Assuming the binary tree thing is the whole story, that still doesn't sound like a terrible choice on Google's part. Your first few years at Google you won't have enough leeway to do something like "make homebrew," and you will have to interact with an arcane codebase.
For tree reversal in particular, it shouldn't be any harder than:
1. If you don't know what a binary tree is then ask the interviewer (you probably _ought_ to know that Google asks you questions about those since their interview packet tells you as much, but let's assume you wanted to wing it instead).
2. Spend 5-10min exploring what that means with some small trees.
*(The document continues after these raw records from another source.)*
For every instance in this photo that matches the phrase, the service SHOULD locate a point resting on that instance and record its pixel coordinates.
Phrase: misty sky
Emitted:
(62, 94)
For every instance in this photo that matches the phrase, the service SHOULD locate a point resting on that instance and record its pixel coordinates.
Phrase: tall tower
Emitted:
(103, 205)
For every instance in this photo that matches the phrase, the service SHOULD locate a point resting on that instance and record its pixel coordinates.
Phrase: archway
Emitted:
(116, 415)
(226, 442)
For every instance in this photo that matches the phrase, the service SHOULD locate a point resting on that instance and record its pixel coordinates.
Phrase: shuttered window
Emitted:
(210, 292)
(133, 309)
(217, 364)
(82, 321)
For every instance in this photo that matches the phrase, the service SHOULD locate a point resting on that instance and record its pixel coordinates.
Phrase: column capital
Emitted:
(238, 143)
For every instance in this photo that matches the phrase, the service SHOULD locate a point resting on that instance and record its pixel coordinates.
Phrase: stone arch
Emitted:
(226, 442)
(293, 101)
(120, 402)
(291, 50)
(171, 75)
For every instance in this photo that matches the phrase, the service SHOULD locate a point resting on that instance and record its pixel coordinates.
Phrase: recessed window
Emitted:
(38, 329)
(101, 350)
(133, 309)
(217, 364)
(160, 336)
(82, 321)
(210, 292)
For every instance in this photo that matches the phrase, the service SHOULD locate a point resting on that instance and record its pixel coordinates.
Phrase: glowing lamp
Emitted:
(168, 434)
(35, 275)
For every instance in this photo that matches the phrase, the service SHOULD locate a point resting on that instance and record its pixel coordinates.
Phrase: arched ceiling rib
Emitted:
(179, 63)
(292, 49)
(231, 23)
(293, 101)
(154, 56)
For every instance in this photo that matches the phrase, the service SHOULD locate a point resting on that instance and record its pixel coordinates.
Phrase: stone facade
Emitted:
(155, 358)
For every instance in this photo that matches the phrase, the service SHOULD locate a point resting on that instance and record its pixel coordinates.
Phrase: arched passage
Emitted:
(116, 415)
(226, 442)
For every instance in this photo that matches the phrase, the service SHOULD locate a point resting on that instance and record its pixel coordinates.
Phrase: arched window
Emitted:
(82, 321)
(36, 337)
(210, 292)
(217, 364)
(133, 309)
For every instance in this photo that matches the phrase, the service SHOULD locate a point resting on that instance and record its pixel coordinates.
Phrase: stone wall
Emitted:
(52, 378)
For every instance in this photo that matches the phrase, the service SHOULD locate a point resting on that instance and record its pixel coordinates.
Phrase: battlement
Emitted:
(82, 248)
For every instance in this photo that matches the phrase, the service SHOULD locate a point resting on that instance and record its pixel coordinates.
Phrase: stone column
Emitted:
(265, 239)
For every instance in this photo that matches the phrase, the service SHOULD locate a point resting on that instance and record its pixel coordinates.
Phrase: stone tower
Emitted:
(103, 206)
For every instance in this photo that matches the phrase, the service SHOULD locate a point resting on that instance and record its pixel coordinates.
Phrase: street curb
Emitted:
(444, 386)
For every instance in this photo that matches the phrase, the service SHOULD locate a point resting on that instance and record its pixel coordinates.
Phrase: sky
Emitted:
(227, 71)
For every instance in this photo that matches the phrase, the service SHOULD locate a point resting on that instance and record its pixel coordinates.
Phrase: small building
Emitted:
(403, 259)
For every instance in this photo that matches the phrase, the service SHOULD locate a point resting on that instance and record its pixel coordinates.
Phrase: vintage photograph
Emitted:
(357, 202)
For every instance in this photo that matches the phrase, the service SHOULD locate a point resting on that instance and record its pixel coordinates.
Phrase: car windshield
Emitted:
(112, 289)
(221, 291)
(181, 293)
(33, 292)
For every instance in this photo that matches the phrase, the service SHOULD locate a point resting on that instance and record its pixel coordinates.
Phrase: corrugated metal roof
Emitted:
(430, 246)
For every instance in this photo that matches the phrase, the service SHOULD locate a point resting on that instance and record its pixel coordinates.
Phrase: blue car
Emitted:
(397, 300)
3. Then start somewhere and ask what needs to change. Clearly the bigger data needs to go left, and the smaller data needs to go right (using an ascending tree as whatever small example you're working on).
4. Examine what's left, and see what's out of order. Oh, interesting, I again need to swap left and right on this node. And this one. And this one.
5. Wait, does that actually work? Do I just swap left/right at every node? <5-10min of frantically trying to prove that to yourself in an interview>
6. Throw together the 1-5 lines of code implementing the algorithm.
It's a fizzbuzz problem, not a LeetCode Hard. Even with significant evidence to the contrary, I'd be skeptical of their potential next 1-3 years of SWE performance with just that interview to go off of.
That said, do they actually know that was the issue? With 4+ interviews I wouldn't ordinarily reject somebody just because of one algorithms brain-fart. As the interviewer I'd pivot to another question to try to get evidence of positive abilities, and as the hiring manager I'd consider strong evidence of positive abilities from other interviews much more highly than this one lack of evidence. My understanding is that Google (at least from their published performance research) behaves similarly.